I had no doubt that this time I could see pain in his light eyes, a kind of pain I was sure he didn’t usually show to people. He emptied his glass and ordered another glass of wine from the chair, and when it came he took it and smiled at me.
“I’ve been here more than five years,” he said, gesturing with the glass. “Exactly how much more than five years, I don’t really know. Time has a habit of moving strangely in this place, and sometimes you lose track. I grew up on Nopalt and spent my adult life working as a Prime for the Amalgamation—and then I was sent here. I thought it was just another Mediation assignment, but they gave me a room, took away my personal possessions, and told me my real name was Kel-Ten. It was the name I’d been assigned when I was born here on New Dawn, and had the sort of meaning the name I’d been using all my life didn’t. They told me I’d been brought back to see how my training results compared with the results of Primes not only born here but raised here as well. And then they told me I had my pick of the women—after the Primes of higher level first made their choices—but that I was responsible first for covering the women assigned to me. I’d most likely be able to handle pleasure as well as duty, but duty always had to come first. ”

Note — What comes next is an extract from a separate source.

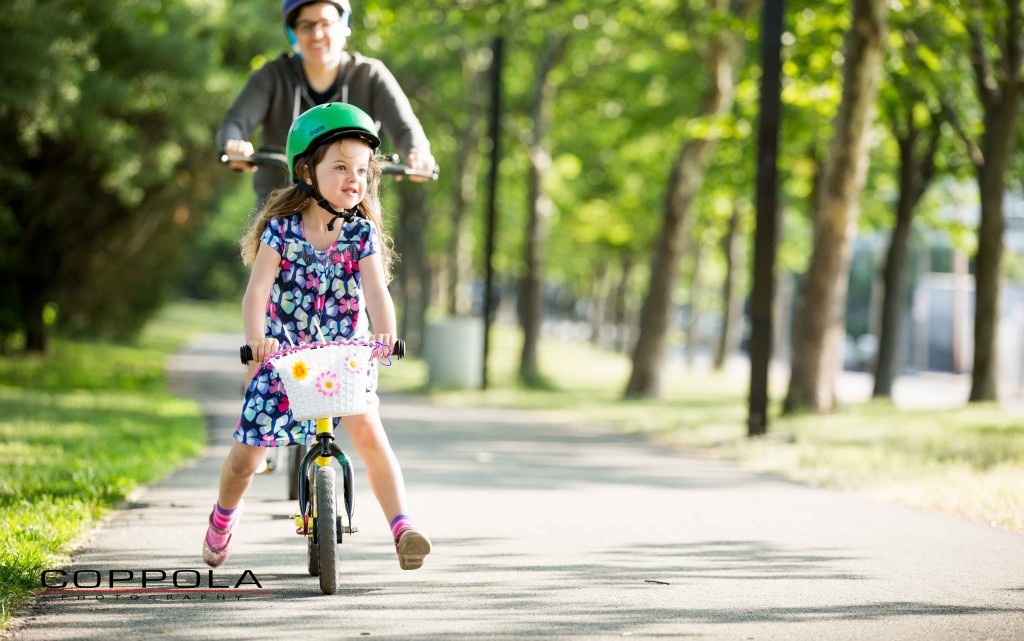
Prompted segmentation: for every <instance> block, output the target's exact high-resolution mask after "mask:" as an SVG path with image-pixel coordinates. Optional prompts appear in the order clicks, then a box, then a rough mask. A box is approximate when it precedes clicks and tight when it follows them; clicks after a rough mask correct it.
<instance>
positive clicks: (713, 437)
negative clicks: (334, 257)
mask: <svg viewBox="0 0 1024 641" xmlns="http://www.w3.org/2000/svg"><path fill="white" fill-rule="evenodd" d="M493 339H494V343H493V352H492V356H490V369H489V383H490V385H489V388H488V389H487V390H484V391H431V390H428V389H427V388H426V379H427V369H426V366H425V365H424V364H423V362H422V361H420V362H417V361H415V360H411V361H403V362H402V364H401V365H400V366H399V367H397V368H394V369H393V370H391V371H384V373H383V374H382V377H381V382H382V388H383V389H389V388H390V389H395V390H401V391H407V392H416V393H427V394H429V395H430V397H431V398H432V399H433V400H434V401H435V402H438V403H443V404H449V405H452V407H461V405H470V404H485V405H496V407H506V408H521V409H532V410H540V411H543V412H545V413H546V414H548V415H549V416H551V417H552V418H553V419H556V420H563V421H568V422H574V423H599V424H605V425H608V424H610V425H614V426H616V427H618V428H620V429H622V430H624V431H627V432H635V433H642V434H645V435H647V436H649V437H651V438H655V439H658V440H662V441H665V442H667V443H671V444H672V445H675V446H680V447H687V448H696V450H698V451H699V452H700V453H701V454H703V455H707V456H714V457H717V458H721V459H725V460H729V461H733V462H736V463H738V464H740V465H742V466H744V467H746V468H750V469H754V470H758V471H766V472H773V473H777V474H780V475H783V476H785V477H787V478H792V479H795V480H799V481H802V482H806V483H809V484H813V485H820V486H825V487H831V488H839V489H844V490H849V492H854V493H858V494H860V495H864V496H868V497H872V498H877V499H882V500H886V501H892V502H898V503H902V504H906V505H912V506H918V507H923V508H927V509H933V510H940V511H945V512H950V513H953V514H956V515H959V516H962V517H964V518H968V519H971V520H974V521H979V522H982V523H986V524H990V525H992V526H995V527H1000V528H1004V529H1008V530H1012V531H1018V532H1024V420H1022V419H1021V418H1020V417H1015V416H1012V415H1011V414H1010V413H1008V412H1007V411H1005V410H1004V409H1001V408H1000V407H997V405H995V404H973V405H971V407H965V408H961V409H954V410H903V409H898V408H895V407H894V405H893V404H892V403H891V402H887V401H871V402H867V403H863V404H854V405H848V407H845V408H841V409H840V410H839V411H837V412H836V413H834V414H828V415H818V414H813V415H801V416H792V417H781V416H778V413H777V412H774V413H773V415H772V417H771V418H770V426H769V434H768V435H767V436H765V437H760V438H755V439H751V438H748V437H746V426H745V424H746V386H748V379H746V377H745V375H743V374H742V373H738V374H737V373H735V372H733V373H731V374H715V373H708V372H692V371H689V370H687V369H685V368H683V367H682V366H678V367H675V368H670V369H668V370H667V371H666V372H665V375H664V379H663V390H664V397H663V398H660V399H644V400H624V399H623V398H622V394H623V390H624V389H625V387H626V381H627V380H628V378H629V374H630V367H631V365H630V361H629V359H628V358H627V357H626V356H625V355H623V354H616V353H611V352H609V351H606V350H603V349H597V348H594V347H591V346H589V345H584V344H580V343H574V342H571V343H570V342H565V341H555V340H551V339H547V340H545V341H543V344H542V349H541V358H540V359H541V370H542V372H543V374H544V375H545V377H546V378H547V379H548V380H549V381H551V382H552V383H553V384H554V388H552V389H525V388H523V387H521V386H519V385H518V384H517V383H516V382H515V373H516V368H517V366H518V356H519V353H518V349H519V347H520V340H521V339H520V338H519V335H518V333H517V332H515V331H513V330H510V329H508V328H501V327H498V328H496V329H495V331H494V334H493ZM784 383H785V381H779V380H773V384H774V385H775V386H776V387H777V389H774V390H773V402H772V404H773V407H774V408H778V407H779V398H780V397H781V394H782V392H783V389H782V385H784Z"/></svg>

Another swallow of wine went down his throat, one that gave me the impression he wanted to drain the glass, but he didn’t drain it. He took only that one swallow, then rested the glass on the arm of his chair.

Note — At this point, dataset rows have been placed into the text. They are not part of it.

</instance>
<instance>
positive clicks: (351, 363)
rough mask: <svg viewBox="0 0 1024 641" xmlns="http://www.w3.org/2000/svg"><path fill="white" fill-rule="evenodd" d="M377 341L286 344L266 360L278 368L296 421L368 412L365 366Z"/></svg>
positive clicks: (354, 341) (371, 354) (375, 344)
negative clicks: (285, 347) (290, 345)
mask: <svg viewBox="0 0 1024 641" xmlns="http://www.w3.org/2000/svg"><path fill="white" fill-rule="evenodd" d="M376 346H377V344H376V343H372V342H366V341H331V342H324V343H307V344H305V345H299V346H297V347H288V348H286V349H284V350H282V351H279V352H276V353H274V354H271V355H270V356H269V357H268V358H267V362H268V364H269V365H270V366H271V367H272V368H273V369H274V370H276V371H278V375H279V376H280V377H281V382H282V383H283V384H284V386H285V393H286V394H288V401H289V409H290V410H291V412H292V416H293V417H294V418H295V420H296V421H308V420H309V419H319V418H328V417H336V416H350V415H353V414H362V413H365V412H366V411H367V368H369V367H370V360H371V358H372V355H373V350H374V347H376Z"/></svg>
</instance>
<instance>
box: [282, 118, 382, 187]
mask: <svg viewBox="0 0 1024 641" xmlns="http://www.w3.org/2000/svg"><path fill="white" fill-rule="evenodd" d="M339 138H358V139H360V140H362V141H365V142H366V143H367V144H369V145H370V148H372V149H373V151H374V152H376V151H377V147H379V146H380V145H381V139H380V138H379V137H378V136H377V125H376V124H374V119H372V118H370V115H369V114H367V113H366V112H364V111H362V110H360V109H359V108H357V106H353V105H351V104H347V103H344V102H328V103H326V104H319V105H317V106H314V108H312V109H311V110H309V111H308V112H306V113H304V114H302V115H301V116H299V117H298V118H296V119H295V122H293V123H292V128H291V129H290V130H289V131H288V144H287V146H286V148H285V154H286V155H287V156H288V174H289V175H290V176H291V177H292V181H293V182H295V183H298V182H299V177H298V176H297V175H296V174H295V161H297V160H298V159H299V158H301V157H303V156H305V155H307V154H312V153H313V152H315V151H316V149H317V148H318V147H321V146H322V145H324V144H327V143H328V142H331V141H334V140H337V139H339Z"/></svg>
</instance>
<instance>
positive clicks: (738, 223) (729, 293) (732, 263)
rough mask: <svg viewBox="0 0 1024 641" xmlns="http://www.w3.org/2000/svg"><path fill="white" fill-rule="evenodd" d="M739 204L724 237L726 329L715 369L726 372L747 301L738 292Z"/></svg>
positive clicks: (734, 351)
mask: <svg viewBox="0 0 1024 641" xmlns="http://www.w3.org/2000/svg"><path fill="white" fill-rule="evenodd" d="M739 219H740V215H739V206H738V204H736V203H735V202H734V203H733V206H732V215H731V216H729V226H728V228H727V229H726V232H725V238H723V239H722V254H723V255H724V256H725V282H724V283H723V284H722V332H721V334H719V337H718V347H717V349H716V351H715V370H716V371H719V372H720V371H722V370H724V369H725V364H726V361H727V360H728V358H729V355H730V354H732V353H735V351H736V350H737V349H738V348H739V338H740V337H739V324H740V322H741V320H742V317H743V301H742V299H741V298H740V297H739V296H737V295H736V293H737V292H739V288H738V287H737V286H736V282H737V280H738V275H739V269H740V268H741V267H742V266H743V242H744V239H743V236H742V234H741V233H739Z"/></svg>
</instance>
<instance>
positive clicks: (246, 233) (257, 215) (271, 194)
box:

“At first I couldn’t believe how lucky I was,” he went on, an odd smile curving his lips as his eyes examined a scene in the elsewhere. “I was going to have my ability trained beyond anything I’d ever thought was possible, and while that was going on I could have just about any female I wanted. The other men I met who had grown up among the worlds felt just the way I did, like we’d died without noticing it and had found there was such a thing as a final reward. We were worked hard in our training classes, but any time we weren’t working it was party time! Party time.”
He repeated the words with something of a small laugh that might have been part sigh, and then his eyes were on me again.
“Have you any idea how boring partying can get to be?” he asked, but not in a way that showed he expected to be answered. “I’ll admit it took a while before I found out, and the revelation came not long after I began being seriously involved with challenging. It felt as though I were going from one level to the next with hardly a pause in between, and people stopped betting on who would win when I issued a challenge. It always turned out that I won, and the defending Prime never got off easy. I finally noticed how much time my ex-opponents were spending in Medical recovering, and then I noticed that being idolized by each and every woman I took to bed was beginning to turn my stomach. I thought about it for a little while, and then I went to my section leader and told him I wanted to go back to Nopalt and the life of nothing more than a Mediator.”